Marianne ist ganz in schwarz gekleidet, aufgelockert durch eine pinke Halskette. Auf schwarze Kleidung sei sie schon immer gestanden, das sei unkompliziert. So begegnet sie mir auch: unkompliziert und zudem offen, neugierig, wohlüberlegt und klar strukturiert im Sprechen, engagiert. «Was ich anpacke, mache ich leidenschaftlich gern», beschreibt sie sich selber. Ihre Leidenschaft für die Thematik hilft ihr, mit den Herausforderungen umzugehen, die eine Tätigkeit in einer Verwaltung zu diesem Thema mit sich bringt. Augenzwinkernd meint sie, ein «langer Atem sowie die Gabe zum unaufgeregten Dranbleiben» zeichneten sie aus.
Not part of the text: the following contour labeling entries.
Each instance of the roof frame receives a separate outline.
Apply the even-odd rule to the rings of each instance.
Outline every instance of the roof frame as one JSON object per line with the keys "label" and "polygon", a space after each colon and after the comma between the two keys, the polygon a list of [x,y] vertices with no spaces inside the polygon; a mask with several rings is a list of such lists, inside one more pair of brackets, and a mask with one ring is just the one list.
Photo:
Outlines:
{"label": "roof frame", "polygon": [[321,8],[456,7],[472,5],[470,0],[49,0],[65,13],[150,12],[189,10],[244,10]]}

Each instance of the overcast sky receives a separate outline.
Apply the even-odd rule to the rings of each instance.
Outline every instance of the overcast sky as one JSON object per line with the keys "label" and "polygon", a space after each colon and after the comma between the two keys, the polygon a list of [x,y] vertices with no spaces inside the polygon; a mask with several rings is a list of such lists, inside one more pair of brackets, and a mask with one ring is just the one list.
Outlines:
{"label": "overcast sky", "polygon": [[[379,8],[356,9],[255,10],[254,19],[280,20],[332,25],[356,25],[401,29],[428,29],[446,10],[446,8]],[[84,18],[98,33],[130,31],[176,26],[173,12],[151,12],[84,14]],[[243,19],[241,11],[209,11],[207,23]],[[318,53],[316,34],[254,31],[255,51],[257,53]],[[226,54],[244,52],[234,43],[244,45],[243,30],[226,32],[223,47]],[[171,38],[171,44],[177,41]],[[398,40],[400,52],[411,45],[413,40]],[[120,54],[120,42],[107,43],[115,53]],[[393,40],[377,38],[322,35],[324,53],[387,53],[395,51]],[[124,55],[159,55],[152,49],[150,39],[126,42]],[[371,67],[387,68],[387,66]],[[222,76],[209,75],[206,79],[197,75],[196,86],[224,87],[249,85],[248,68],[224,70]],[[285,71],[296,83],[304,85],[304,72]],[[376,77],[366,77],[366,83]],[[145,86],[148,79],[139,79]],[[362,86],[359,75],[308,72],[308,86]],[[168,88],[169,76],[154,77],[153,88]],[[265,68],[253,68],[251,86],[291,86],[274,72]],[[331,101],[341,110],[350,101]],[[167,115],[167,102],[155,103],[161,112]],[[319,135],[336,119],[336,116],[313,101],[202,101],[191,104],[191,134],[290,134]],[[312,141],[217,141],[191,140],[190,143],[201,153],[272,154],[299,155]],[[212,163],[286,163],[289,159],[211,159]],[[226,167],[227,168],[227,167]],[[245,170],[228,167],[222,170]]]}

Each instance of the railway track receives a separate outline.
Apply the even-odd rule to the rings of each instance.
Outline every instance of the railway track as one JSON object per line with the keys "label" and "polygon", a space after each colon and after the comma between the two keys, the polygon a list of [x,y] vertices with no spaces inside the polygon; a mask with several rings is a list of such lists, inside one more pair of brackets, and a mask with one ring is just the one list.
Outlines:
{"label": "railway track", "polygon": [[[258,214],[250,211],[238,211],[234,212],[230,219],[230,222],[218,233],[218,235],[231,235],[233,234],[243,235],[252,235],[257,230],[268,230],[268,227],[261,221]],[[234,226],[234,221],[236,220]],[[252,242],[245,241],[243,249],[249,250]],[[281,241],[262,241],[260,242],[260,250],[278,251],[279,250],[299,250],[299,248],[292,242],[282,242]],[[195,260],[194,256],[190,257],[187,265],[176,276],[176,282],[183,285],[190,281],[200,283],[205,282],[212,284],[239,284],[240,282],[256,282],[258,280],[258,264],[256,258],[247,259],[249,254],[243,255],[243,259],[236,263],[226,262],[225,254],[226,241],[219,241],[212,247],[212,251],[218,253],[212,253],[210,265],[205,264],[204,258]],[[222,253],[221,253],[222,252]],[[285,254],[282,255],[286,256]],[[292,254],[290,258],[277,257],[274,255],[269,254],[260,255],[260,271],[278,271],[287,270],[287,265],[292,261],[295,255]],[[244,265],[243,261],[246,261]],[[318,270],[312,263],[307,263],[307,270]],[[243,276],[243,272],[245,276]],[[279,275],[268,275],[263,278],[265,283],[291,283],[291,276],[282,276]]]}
Ursprünglich zur Primarlehrerin ausgebildet, entschied Marianne Kauer sich für das Studium der Psychologie (wo sie auch doktorierte) und Soziologie. Es folgten berufliche Jahre als Assistentin an der Universität und als Dozentin an der Pädagogischen Hochschule sowie als Projektleiterin bei der Stiftung «Kinderschutz Schweiz». Als der Berner Gemeinderat aufgrund verschiedener politischer Vorstösse 2018 eine Stelle zur Förderung der Gleichstellung von LGBTI-Menschen schuf, bewarb sie sich und erhielt die Stelle. Zu den Aufgaben der Fachstelle gehört die Förderung der Gleichstellung von Frauen und Männern bzw. LGBTIQ-Menschen innerhalb der Stadtverwaltung und in der gesamten Stadtbevölkerung. Marianne Kauer ist zuständig für das Erteilen von Auskünften, für Beratungen, Triagen, Öffentlichkeitsarbeiten, Publikationen und Schulungen sowie für die Mitarbeit bei der Beantwortung von politischen Vorstössen oder die Durchführung von Gleichstellungsprojekten, wie dem Berner Aktionsmonat LIKEEVERYONE im Mai dieses Jahres. Die Gleichstellungsarbeit in der Stadt Bern wird durch Aktionspläne vorangetrieben. Im aktuellen Aktionsplan sind erstmals auch Massnahmen zugunsten von LGBTIQ-Menschen enthalten (www.bern.ch/aktionsplangleichstellung).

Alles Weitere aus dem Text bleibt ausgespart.